Three Summers

   
BOOK REVIEW by Willard Manus

First published in Greece in 1946, THREE SUMMERS by Margarita Liberaki (later translated into English by Karen Van Dyck) paints a portrait of pre-WW II Athens, a time when the city's suburbs were still bucolic, overflowing with trees, grapevines and flowers. Those who could afford it, like the upper-class family at the heart of the novel, kept horses on their property and rode them every day, across the fields and up into the hills.

The heroines of Liberaki's now-famous book--it is required reading in Greek and Cypriot public schools--are three sisters, Maria, Infanta and Katerina. They live with their mother, aunt and grandfather on a Chekhov-like estate. Their banker father visits from time to time, but not with the woman he abandoned the family for. The family has survived a second scandal: the grandfather's wife, known as The Polish Grandmother, ran off with a "musician who was passing through Athens on a concert tour" and was never heard from again.

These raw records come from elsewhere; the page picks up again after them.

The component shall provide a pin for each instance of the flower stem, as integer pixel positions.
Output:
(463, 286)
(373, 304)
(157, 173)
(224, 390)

The sisters carry the burden of proving the family's honor and respectability. They are expected to remain virgins until marriage, act like ladies in public, obey their elders. The sisters chafe under these restrictions and even rebel against them--up to a certain point. Katerina, for example, is tempted to run off the way The Polish Grandmother did, but in the end she sticks close to home and contemplates marrying David, a young astronomer who lives down the road and has a Jewish mother.

THREE SUMMERS has a strong female sensibility. Romance is always on the mind of the sisters, but they also spend considerable time digging in their gardens (while wearing big straw hats and arguing about birds, bees and flowers). The outside world rarely intrudes upon them, except for a fire which breaks out one summer and rages through the countryside. The book is mostly a coming-of-age tale: dreamy, sensitive, evocative. The sisters grow up before us, begin to change, shed their adolescent skins, turn into women.

They also begin to encounter adult problems: divorce, sexual abuse, even abortion. Shadows fall over their idyllic, sun-filled world, but Liberaki doesn't let her story turn completely dark. These are her final words: "It's hard to tell what Maria's fate will be, the same goes for Infanta and me. But certainly those three summers will play a role in our lives. I remember that first summer when we bought our big straw hats."